Check to make sure your endotracheal tube is still properly positioned, check a pulse, and decide your appropriate actions.
Prognosis During CPR Efforts
ETCO2 below 10 mmHg can be caused by poor compression technique. It can also be caused by low perfusion and metabolism from prolonged shock despite good compressions — in other words the cardiac pump is damaged and failing. If high quality compressions are being delivered, and an advanced airway is in place allowing accurate ETCO2 measurements, then an ETCO2 persistently below 10mmHg after 20 minute of resuscitation is a poor prognostic sign.

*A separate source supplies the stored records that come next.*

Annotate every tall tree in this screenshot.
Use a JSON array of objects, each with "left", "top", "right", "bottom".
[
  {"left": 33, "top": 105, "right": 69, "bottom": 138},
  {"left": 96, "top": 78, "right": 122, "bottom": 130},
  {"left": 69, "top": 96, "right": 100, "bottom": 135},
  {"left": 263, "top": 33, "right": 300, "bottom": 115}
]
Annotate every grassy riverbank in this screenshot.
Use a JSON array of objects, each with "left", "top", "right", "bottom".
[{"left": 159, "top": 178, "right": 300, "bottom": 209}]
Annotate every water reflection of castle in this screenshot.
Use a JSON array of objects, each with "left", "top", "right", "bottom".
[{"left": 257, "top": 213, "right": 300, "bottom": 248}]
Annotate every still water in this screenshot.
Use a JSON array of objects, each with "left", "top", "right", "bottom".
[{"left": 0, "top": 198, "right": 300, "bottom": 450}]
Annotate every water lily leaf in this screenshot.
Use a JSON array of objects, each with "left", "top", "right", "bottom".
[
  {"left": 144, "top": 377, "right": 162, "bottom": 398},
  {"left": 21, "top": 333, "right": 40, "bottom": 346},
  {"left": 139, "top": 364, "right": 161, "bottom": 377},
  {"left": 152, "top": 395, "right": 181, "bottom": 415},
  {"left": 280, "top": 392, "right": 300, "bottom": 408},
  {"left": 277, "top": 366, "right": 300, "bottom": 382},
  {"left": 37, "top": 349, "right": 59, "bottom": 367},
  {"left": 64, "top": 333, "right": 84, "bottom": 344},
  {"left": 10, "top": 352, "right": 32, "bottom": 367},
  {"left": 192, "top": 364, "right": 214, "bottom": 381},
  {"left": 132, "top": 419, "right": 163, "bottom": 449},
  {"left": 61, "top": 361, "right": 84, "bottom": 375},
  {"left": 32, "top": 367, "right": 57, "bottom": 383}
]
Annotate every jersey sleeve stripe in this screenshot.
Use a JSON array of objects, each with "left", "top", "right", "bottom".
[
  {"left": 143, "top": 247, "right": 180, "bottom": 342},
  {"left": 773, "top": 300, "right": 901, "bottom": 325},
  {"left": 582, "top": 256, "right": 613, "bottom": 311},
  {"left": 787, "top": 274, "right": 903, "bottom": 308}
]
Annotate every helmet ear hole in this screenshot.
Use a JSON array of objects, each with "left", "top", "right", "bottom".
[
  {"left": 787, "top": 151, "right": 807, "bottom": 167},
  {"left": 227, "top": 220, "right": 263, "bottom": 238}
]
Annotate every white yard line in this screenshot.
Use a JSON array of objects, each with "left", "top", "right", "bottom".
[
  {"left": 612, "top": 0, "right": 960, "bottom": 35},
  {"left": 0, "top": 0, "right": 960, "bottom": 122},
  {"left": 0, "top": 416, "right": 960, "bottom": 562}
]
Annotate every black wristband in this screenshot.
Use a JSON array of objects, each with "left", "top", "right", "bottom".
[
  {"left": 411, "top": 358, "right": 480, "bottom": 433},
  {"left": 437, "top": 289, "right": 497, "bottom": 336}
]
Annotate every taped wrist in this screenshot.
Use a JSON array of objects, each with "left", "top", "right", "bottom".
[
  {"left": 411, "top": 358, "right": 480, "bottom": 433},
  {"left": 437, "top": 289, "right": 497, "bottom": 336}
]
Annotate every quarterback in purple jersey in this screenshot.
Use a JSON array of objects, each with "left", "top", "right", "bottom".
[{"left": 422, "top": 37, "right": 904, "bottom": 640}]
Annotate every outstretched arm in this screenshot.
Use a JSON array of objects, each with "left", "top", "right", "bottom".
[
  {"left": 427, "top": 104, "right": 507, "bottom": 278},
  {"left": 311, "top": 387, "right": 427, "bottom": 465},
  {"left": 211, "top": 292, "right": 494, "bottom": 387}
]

It can be used as an indication to consider terminating resuscitation efforts.
On the other hand if ETCO2 is above 15mmHg, or it continues to rise, that is one indication that resuscitation efforts should continue, as the brain and heart are being perfused. There are case reports of patients surviving prolonged CPR with higher ETCO2 readings.
We’ve come a long way since I had to depend on a precordial stethoscope, skin color and finger on the pulse to supplement blood pressure and EKG to assess perfusion in my patients. Capnography and pulse oximetry are powerful tools. However, don’t forget that in the absence of either, you can still look at your patient and be vigilant. Without vigilance, all the tools in the world will not protect your patient.